Scrapinghub participates in Google Summer of Code as a sub-organization of the Python Software Foundation.

To participate as a student, follow the instructions in the Python Summer of Code documentation. See also the Google Summer of Code student guide.

See below some guidelines specific to the Scrainghub sub-organization.

Choosing an Idea

We have built a list of ideas that we consider good choices for a student application.

These are just our ideas, feel free to come up with your own ideas:

  • To discuss your own idea for one of our projects, open a issue on the GitHub page of the corresponding project.

  • To discuss an idea for a new project related to web crawling or data processing technologies, contact us at opensource@scrapinghub.com.

Communication

  • Use Github for communication when possible.

    For ideas that have an associated GitHub issue, discuss them in that issue. If there is no issue for your idea yet, open an issue for it and discuss your thoughts there.

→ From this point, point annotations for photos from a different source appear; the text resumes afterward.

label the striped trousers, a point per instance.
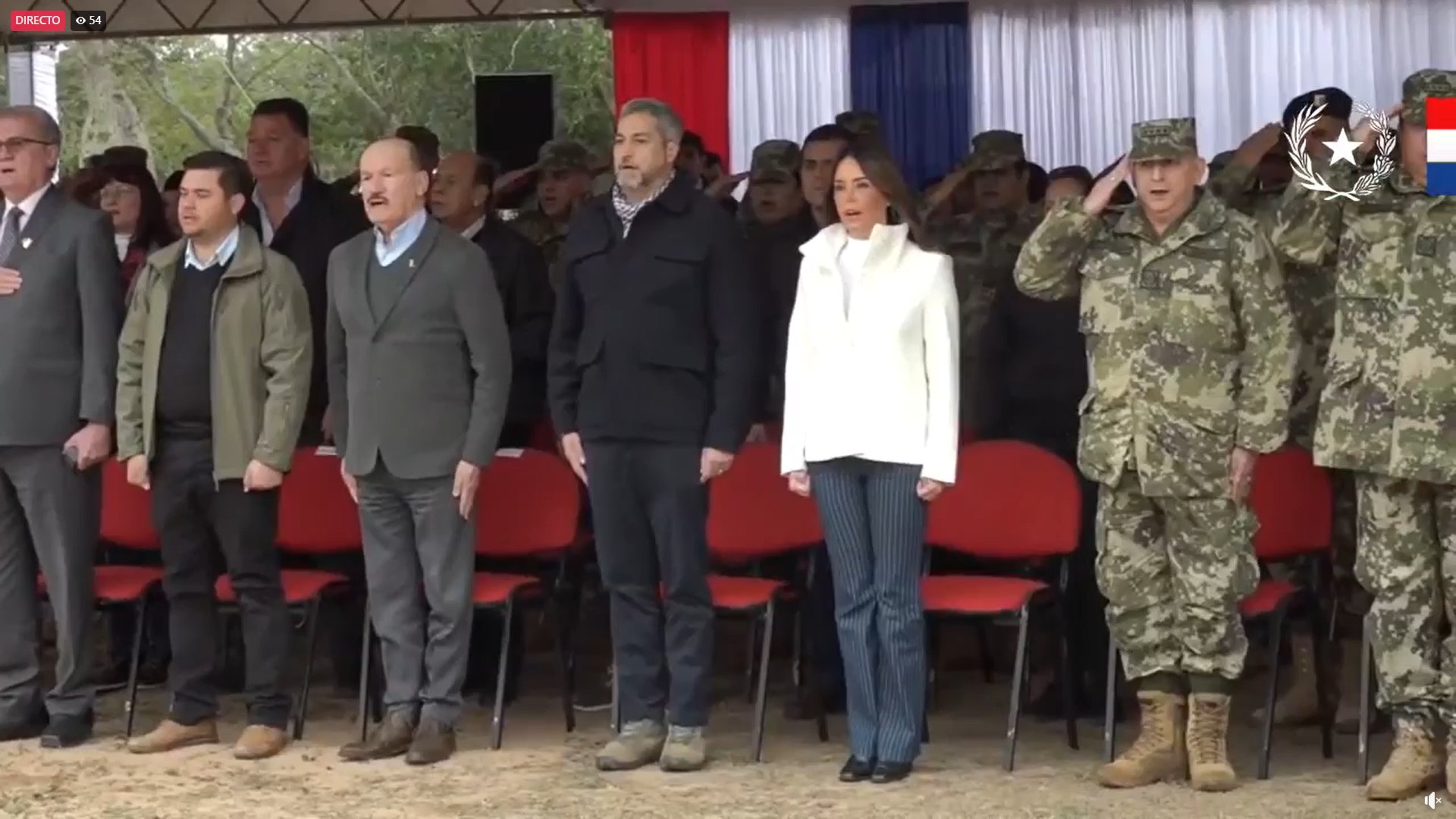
(874, 526)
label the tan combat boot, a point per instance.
(1159, 754)
(1413, 768)
(1209, 744)
(1299, 704)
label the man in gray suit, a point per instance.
(419, 369)
(60, 306)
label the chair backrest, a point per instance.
(1292, 499)
(126, 510)
(753, 515)
(529, 504)
(315, 510)
(1011, 500)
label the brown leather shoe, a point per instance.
(171, 736)
(259, 742)
(386, 741)
(435, 742)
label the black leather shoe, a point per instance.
(69, 732)
(887, 773)
(856, 770)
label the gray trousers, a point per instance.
(419, 569)
(50, 516)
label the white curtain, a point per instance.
(1075, 76)
(788, 74)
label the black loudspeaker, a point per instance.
(514, 115)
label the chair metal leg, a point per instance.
(1018, 687)
(1110, 708)
(137, 637)
(1276, 646)
(762, 698)
(312, 642)
(498, 713)
(1366, 649)
(366, 676)
(1069, 710)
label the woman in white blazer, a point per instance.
(871, 428)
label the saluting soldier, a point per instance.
(1191, 352)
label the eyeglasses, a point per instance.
(17, 145)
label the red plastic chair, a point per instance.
(1292, 500)
(528, 510)
(126, 521)
(316, 516)
(1012, 502)
(752, 515)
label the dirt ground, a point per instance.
(544, 773)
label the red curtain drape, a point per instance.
(683, 61)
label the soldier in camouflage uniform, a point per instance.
(984, 243)
(1310, 292)
(1191, 352)
(565, 181)
(1388, 413)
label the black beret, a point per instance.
(1337, 104)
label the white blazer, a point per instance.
(881, 382)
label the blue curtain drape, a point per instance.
(912, 66)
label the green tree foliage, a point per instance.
(197, 93)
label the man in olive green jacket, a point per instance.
(212, 390)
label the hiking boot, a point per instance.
(259, 742)
(172, 736)
(1413, 768)
(685, 751)
(1209, 744)
(1299, 704)
(1158, 754)
(388, 739)
(637, 745)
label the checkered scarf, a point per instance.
(628, 210)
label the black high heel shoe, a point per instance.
(856, 770)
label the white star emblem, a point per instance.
(1343, 149)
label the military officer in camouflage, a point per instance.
(564, 183)
(1245, 184)
(1191, 352)
(983, 243)
(1388, 413)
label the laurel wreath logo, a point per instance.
(1313, 181)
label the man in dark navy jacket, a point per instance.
(655, 375)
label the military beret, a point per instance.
(1164, 139)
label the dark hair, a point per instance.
(425, 142)
(232, 172)
(830, 133)
(289, 108)
(1075, 172)
(883, 172)
(152, 222)
(1036, 183)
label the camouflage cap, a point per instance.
(1421, 86)
(564, 155)
(996, 150)
(859, 123)
(1164, 139)
(775, 161)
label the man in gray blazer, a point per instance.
(419, 371)
(60, 306)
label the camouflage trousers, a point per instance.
(1350, 601)
(1407, 560)
(1172, 572)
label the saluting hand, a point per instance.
(1101, 194)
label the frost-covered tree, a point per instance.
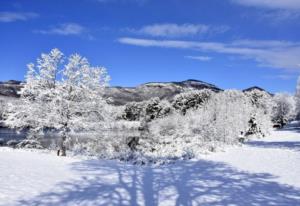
(218, 122)
(297, 99)
(2, 109)
(133, 111)
(283, 109)
(191, 100)
(67, 98)
(260, 121)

    If you want to show us some code, create a pull request. You can mark your pull request as a ‘draft’ if it is not meant to be merged.

  • If you have any doubt, do not hesitate to contact us at opensource@scrapinghub.com.

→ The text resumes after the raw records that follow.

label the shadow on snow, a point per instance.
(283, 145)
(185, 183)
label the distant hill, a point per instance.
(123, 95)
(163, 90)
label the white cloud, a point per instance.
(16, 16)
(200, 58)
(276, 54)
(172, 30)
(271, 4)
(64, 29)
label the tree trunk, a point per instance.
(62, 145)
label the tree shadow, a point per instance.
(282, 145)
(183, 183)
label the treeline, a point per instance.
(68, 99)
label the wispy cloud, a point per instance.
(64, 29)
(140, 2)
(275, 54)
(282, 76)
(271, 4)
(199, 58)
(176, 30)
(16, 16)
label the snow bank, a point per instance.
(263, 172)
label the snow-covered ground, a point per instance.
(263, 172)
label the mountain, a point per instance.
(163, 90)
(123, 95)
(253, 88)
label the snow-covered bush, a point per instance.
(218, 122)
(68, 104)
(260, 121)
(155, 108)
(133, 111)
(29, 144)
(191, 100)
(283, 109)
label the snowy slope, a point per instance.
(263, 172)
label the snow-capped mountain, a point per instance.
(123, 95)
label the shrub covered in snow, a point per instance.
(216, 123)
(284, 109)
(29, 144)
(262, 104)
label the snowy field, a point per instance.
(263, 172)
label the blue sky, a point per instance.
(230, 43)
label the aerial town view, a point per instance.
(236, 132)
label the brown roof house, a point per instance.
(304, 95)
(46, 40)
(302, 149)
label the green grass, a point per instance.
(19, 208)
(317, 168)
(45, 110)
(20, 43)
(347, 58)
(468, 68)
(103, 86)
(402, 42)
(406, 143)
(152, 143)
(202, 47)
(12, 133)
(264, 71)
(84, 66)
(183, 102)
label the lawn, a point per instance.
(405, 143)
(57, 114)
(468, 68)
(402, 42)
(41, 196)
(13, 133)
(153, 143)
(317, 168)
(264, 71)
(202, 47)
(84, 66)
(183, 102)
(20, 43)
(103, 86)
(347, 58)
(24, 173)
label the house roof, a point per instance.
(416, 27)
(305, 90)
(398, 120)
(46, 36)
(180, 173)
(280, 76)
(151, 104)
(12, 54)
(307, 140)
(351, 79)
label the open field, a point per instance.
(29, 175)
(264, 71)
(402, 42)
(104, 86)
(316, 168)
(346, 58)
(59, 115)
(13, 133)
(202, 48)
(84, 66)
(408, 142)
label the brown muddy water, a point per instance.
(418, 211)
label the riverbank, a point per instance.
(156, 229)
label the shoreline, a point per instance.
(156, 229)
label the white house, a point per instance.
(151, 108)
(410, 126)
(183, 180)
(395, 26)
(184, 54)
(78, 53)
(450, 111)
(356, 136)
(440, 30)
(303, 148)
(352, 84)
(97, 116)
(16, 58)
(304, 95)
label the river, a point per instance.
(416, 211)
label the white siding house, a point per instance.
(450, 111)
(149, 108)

Pre-Application Pull Request

  • Get familiar with Git and GitHub. You need to know how to fork a repository, create a branch, create a pull request, and address merge conflicts.

  • If the target project has contribution guidelines, follow them. Some projects have a ‘Contributing’ page or section in their documentation or README file. Other projects have a CONTRIBUTING file.

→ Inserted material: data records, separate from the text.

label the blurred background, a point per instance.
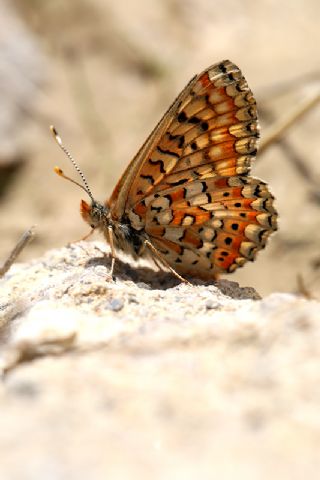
(104, 72)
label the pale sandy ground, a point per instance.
(143, 378)
(146, 379)
(114, 67)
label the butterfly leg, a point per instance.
(113, 251)
(162, 261)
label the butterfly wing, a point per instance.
(188, 187)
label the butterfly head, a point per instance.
(96, 214)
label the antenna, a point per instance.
(68, 154)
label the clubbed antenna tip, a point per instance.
(68, 154)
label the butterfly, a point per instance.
(187, 199)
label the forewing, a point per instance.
(188, 187)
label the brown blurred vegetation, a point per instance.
(107, 70)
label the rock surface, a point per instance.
(142, 377)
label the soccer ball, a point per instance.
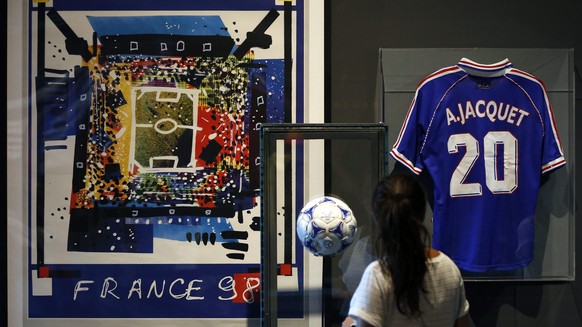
(326, 226)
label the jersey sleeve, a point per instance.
(552, 154)
(406, 149)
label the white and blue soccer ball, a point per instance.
(326, 226)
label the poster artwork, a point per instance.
(145, 166)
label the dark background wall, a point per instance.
(357, 29)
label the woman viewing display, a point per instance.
(411, 284)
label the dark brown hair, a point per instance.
(399, 205)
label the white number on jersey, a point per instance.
(497, 183)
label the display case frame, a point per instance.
(272, 155)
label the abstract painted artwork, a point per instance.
(145, 154)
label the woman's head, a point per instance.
(399, 205)
(399, 196)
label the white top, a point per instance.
(445, 301)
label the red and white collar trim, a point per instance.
(485, 70)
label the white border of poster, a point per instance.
(18, 153)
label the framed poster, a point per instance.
(137, 147)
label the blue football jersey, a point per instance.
(485, 134)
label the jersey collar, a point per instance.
(485, 70)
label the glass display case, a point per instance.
(296, 167)
(399, 73)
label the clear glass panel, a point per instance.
(298, 286)
(400, 71)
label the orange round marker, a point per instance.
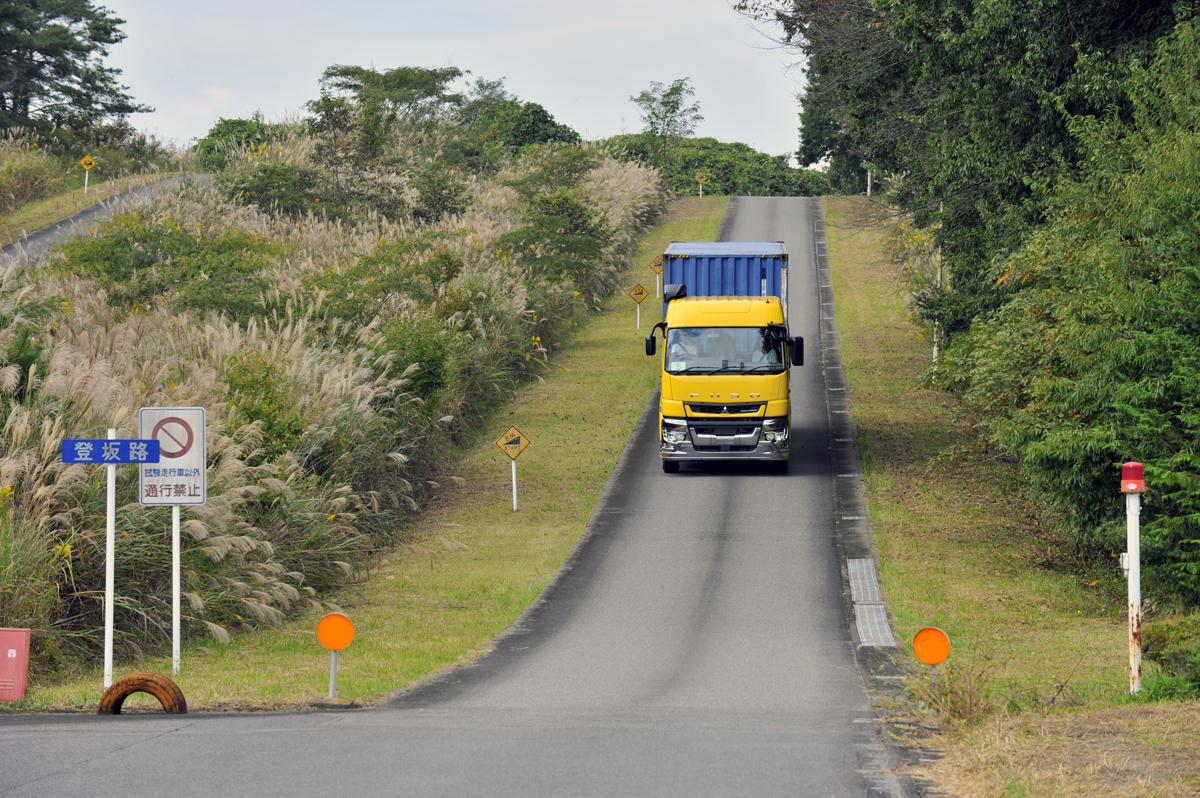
(931, 646)
(335, 631)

  • If you can identify a self-contained, short task (less than a week of work) from your idea, start working on it. It can help your application.

  • Check open issues in the GitHub page of the corresponding project. Select Contribute in the project list to find recommended issues for beginners.

  • Another good source for contributions is finishing old abandoned pull requests. Ask before, to make sure about the work status, and why it was stalled.

  • Be sure you read issue threads thoroughly. They may often include previous or on-going attempts at fixing them.

  • When creating a pull request that fixes a registered issue, indicate so with an issue-closing keyword.

  • Make sure your pull requests have proper documentation and tests. All current tests should pass to get your changes merged.

  • Do not get discouraged by our feedback! We will probably ask you for more changes than from regular contributors to test how responsive you are and how well you implement our requests.

Application

  • Your proposal is a great opportunity to show us your research skills and dedication, so try to investigate as much as you can on your own and make narrower questions by then.

  • Hard ideas are favoured over easy ones, but quality proposals and development skills are going to be ranked even higher.

  • It is recommended that you start an early draft of your proposal somewhere publicly accessible, so mentors and users can review it and provide feedback. It is easier to answer questions or help you if you get stuck knowing your work beforehand too.